From this time onwards the bears live on the end of the rope and are forced to dance. Most of the bears live like this for just a few years before dying of tuberculosis, leptrospirosis or rabies. Many of the bears rescued by Wildlife SOS are also blind due to severe malnutrition.
The practice of dancing bears was made illegal in India when the Wildlife Protection Act of 1972 came into effect, but it was not until 2002 when Wildlife SOS began rescuing bears that this industry began seriously to decline. Wildlife SOS, working in partnership with International Animal Rescue, Free the Bears Inc and One Voice operate three rescue centres for bears in India. This latest rescue brings an end to this centuries-old tradition that has inflicted terrible pain and cruelty onto thousands of bears. Please see more about the historic rescue of the last Indian dancing bear from the Wildlife SOS website below.
“Till now over 600 bears have been rescued and given a permanent home and lifetime care in Wildlife SOS rehabilitation centres throughout India. This is simultaneous to providing a rehabilitation package for the bear handlers, known as kalandars, so that they can learn new trades and continue supporting their families after surrendering their bears. For the first time Kalandar children are able to attend school and receive an education sponsored by the Kalandar Rehabilitation Project.
Geeta Seshamani, Co-Founder of Wildlife SOS, said: “Thanks to assistance from the Ministry of Environment and Forests, the Government of India and the state forest departments - and our supporters around the world - it has taken less than a decade to bring an end to this barbaric practice and give the bears and the kalandar community a second chance in life.”

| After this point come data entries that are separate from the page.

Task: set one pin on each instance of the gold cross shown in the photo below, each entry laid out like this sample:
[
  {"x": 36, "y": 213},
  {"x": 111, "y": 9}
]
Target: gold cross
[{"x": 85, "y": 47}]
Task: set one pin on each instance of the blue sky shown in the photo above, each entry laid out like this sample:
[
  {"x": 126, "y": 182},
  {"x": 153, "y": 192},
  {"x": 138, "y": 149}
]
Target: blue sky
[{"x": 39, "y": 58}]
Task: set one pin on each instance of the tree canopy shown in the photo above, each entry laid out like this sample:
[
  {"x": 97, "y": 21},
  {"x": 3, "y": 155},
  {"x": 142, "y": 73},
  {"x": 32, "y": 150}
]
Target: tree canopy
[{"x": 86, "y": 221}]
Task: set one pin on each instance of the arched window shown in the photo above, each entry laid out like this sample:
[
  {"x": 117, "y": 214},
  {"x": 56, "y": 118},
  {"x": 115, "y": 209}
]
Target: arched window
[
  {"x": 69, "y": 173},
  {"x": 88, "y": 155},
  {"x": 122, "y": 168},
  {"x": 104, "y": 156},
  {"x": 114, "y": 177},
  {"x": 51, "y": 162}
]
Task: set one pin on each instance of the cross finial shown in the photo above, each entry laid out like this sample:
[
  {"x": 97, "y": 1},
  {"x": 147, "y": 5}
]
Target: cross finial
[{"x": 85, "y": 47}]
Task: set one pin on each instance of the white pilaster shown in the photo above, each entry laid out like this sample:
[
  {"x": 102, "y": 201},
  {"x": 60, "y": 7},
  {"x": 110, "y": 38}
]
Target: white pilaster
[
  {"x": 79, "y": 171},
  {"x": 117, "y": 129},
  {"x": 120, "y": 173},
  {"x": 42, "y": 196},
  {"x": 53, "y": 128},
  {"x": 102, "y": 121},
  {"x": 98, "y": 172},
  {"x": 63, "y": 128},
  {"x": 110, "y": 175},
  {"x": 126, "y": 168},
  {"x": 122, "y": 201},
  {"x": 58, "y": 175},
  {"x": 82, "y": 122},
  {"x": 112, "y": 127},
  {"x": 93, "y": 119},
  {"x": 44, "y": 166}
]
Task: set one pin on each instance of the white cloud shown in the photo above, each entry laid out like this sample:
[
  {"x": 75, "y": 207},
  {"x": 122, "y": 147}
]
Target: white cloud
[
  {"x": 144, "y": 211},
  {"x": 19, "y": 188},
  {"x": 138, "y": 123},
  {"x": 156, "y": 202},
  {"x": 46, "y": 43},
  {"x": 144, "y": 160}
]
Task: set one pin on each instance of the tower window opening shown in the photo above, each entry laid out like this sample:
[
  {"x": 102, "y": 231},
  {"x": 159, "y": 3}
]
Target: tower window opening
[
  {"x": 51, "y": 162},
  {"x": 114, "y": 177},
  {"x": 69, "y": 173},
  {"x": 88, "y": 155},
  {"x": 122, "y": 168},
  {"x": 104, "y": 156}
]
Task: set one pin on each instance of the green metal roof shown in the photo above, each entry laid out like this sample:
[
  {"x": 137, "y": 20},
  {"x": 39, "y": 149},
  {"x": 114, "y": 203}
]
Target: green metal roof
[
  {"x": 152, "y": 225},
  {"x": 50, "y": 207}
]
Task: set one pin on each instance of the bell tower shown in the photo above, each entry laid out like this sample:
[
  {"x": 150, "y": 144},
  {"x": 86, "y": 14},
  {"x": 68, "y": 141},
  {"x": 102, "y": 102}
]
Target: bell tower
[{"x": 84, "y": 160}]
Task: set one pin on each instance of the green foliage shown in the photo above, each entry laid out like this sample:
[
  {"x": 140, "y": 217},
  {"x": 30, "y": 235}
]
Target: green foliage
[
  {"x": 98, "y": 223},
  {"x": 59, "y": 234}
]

Kartick Satyanarayan, Co-Founder of Wildlife SOS, said: “This event is of huge historic significance in India and cause for real celebration. No longer will India be tainted by the shocking spectacle of captive bears being beaten on the roadside or dragged miserably through the traffic and dust by a rope through their noses. It is time for everyone who has supported this project to rejoice at what we have achieved.”